Definition of TCP three-way handshake in Network Encyclopedia.
What is TCP three-way handshake?
TCP three-way handshake is a method of initializing a Transmission Control Protocol (TCP) session between two hosts on a TCP/IP network. The handshake establishes a logical connection between the hosts by synchronizing the sending and receiving of packets and communicating TCP parameters between the hosts.
How TCP Three-way Handshake Works?
All TCP communication is connection oriented. A TCP session must be established before the hosts in the connection exchange data. Packets that are transferred between hosts are accounted for by assigning a sequence number to each packet. An ACK, or acknowledgment, is sent after every packet is received. If no ACK is received for a packet, the packet is re-sent. The three-way handshake ensures that the initial request is acknowledged, that the data is sent, and that the data is acknowledged.
These are the three stages of a TCP three-way handshake:
The initiating host sends a TCP packet requesting a new session. This packet contains the initiating host’s sequence number for the connection. The packet includes information such as a set SYN (synchronization) flag and data about the size of the window buffer on the initiating host.

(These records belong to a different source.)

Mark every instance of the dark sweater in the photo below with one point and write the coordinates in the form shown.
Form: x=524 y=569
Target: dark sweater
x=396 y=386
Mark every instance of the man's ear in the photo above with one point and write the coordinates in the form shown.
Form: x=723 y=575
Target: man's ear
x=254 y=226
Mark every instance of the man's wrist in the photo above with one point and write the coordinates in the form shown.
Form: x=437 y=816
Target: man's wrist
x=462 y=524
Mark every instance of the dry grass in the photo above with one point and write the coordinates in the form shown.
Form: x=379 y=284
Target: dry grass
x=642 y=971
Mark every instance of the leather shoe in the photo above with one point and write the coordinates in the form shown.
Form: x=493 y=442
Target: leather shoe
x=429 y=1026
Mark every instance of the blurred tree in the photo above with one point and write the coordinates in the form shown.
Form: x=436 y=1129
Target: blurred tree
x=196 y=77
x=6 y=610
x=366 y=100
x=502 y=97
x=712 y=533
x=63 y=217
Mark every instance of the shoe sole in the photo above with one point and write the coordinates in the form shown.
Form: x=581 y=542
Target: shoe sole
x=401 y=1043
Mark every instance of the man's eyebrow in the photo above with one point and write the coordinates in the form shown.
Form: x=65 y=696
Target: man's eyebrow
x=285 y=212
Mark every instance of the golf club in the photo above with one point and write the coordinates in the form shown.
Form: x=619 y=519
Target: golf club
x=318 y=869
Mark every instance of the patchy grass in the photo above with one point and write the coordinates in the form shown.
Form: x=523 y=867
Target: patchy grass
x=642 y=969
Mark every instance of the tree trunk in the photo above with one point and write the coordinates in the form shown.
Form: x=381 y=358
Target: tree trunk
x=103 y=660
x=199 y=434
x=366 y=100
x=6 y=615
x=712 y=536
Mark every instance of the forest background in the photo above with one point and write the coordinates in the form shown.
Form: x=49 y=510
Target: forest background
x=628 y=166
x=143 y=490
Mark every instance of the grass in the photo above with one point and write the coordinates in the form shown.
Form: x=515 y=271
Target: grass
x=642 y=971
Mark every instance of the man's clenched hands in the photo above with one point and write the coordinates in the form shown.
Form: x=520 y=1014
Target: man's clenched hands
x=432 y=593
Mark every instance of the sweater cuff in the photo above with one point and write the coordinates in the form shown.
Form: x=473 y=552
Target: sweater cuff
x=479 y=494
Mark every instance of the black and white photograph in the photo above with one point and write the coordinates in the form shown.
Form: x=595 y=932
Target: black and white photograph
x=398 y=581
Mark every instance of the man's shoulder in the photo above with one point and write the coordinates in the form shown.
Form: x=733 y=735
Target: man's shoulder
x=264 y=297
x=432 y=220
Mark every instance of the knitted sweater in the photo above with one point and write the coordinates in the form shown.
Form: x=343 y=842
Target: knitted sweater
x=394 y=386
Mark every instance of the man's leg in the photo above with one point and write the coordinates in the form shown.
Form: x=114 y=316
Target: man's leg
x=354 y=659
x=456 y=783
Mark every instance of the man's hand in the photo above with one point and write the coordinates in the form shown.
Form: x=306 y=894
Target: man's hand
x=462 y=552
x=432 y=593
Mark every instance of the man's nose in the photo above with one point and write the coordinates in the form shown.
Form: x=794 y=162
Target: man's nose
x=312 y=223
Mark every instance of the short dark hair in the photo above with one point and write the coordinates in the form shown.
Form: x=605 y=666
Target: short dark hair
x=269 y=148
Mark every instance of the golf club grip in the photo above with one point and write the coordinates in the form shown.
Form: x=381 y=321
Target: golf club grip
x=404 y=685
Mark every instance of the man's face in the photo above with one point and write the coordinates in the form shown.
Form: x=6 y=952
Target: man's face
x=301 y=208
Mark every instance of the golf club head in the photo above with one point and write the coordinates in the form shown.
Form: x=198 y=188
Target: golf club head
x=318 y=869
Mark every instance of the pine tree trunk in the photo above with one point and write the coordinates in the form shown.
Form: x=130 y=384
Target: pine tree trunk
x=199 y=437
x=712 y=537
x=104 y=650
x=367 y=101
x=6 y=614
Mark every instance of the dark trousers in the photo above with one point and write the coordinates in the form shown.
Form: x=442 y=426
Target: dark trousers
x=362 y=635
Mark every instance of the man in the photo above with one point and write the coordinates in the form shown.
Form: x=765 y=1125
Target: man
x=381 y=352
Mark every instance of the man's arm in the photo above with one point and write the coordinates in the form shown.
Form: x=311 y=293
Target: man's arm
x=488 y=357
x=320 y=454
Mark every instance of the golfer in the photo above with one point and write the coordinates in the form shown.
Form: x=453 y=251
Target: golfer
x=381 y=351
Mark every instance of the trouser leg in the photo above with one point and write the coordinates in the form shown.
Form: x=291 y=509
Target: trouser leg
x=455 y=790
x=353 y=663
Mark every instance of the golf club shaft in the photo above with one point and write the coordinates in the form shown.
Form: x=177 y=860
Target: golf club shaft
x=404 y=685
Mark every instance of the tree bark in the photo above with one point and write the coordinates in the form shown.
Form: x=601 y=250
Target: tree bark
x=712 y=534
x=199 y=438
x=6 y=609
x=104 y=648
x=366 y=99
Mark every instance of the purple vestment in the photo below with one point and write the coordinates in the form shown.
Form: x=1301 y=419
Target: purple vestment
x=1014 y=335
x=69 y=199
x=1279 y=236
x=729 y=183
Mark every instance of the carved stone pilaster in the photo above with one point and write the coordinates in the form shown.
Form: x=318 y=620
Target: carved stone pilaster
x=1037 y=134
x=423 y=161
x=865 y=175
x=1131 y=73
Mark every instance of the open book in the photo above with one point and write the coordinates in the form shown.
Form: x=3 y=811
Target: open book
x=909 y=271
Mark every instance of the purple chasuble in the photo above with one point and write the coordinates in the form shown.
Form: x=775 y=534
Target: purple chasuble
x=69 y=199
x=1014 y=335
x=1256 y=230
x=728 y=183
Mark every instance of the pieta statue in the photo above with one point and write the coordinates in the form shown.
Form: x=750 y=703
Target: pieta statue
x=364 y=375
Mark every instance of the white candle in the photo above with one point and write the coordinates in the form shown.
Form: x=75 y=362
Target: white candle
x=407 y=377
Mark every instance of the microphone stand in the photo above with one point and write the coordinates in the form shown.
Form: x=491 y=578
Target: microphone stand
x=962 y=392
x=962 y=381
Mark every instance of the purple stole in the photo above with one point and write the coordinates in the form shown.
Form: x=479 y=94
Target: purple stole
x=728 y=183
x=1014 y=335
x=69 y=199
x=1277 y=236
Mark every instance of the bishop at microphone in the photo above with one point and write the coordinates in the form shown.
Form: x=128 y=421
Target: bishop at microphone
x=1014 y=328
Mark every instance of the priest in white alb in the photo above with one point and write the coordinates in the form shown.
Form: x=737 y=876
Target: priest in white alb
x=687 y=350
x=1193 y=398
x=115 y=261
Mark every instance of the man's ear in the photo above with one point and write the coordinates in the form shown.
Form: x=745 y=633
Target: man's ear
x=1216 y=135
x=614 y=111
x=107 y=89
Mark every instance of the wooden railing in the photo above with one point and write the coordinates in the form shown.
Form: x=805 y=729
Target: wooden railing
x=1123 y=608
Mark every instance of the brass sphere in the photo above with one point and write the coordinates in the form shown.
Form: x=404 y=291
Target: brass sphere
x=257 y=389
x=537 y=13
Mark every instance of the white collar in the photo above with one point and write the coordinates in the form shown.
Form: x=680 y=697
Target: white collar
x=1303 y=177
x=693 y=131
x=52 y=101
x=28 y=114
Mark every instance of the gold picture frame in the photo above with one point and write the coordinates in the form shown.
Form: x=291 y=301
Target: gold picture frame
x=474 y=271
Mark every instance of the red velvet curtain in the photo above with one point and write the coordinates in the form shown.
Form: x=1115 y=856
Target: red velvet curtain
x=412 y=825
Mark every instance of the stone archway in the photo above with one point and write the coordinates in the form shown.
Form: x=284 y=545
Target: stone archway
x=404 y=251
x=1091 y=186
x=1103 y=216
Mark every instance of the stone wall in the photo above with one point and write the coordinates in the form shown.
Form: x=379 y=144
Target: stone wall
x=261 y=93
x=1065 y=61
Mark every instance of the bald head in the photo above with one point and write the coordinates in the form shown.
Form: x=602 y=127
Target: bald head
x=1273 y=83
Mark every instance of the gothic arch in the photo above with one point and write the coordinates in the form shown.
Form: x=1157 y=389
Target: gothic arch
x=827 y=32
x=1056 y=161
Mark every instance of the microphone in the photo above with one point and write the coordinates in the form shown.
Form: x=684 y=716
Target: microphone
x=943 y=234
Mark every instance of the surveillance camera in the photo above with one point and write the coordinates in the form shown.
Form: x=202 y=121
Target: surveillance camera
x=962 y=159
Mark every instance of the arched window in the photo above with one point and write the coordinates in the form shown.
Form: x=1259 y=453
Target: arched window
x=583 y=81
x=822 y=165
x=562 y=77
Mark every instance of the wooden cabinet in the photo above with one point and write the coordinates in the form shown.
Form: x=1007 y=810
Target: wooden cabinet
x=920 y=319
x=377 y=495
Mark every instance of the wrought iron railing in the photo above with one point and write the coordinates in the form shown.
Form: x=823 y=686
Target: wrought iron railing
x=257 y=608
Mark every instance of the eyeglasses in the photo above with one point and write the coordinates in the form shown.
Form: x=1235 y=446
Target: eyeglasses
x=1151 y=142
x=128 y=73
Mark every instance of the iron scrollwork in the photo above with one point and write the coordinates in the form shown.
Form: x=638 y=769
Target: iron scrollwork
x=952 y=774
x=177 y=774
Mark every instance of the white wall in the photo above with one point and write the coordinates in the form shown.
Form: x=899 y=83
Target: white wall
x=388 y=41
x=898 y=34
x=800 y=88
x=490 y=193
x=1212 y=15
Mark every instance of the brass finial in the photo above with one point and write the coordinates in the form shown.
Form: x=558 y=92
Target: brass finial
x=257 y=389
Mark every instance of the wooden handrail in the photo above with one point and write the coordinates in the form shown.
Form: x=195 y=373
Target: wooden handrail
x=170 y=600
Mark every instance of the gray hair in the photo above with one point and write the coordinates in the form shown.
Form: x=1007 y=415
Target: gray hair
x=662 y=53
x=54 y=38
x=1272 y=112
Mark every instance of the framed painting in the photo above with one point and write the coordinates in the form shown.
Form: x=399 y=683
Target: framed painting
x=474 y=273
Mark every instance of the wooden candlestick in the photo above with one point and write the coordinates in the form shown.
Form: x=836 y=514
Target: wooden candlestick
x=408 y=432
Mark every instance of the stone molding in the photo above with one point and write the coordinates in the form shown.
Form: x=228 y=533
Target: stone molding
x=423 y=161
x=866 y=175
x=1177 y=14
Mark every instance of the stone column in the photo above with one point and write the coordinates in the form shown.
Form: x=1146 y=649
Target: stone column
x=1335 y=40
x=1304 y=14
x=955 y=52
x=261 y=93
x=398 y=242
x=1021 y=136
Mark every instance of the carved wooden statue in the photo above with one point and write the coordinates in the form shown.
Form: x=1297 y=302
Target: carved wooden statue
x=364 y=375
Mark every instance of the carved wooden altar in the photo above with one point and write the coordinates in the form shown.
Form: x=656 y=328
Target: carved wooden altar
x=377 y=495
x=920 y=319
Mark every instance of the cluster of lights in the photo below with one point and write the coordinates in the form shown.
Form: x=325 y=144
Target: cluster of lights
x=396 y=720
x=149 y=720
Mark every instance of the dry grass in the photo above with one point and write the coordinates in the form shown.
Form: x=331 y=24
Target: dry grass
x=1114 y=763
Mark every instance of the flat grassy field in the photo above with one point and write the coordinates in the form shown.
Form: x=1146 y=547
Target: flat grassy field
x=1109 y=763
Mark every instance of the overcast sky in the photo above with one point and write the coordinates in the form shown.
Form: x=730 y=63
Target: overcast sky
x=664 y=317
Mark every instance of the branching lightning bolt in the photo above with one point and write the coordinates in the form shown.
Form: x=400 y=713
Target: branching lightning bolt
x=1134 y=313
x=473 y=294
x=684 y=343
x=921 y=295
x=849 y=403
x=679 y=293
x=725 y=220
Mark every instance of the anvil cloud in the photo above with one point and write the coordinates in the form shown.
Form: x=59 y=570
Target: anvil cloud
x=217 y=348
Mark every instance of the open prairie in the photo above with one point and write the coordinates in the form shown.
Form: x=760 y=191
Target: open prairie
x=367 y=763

The target host sends a TCP packet with its own sequence number and an ACK of the initiating host’s sequence number.
The initiating host sends an ACK containing the target sequence number that it received.
A similar three-way process is used to terminate a TCP session between two hosts. Using the same type of handshake to end the connection ensures that the hosts have completed their transactions and that all data is accounted for.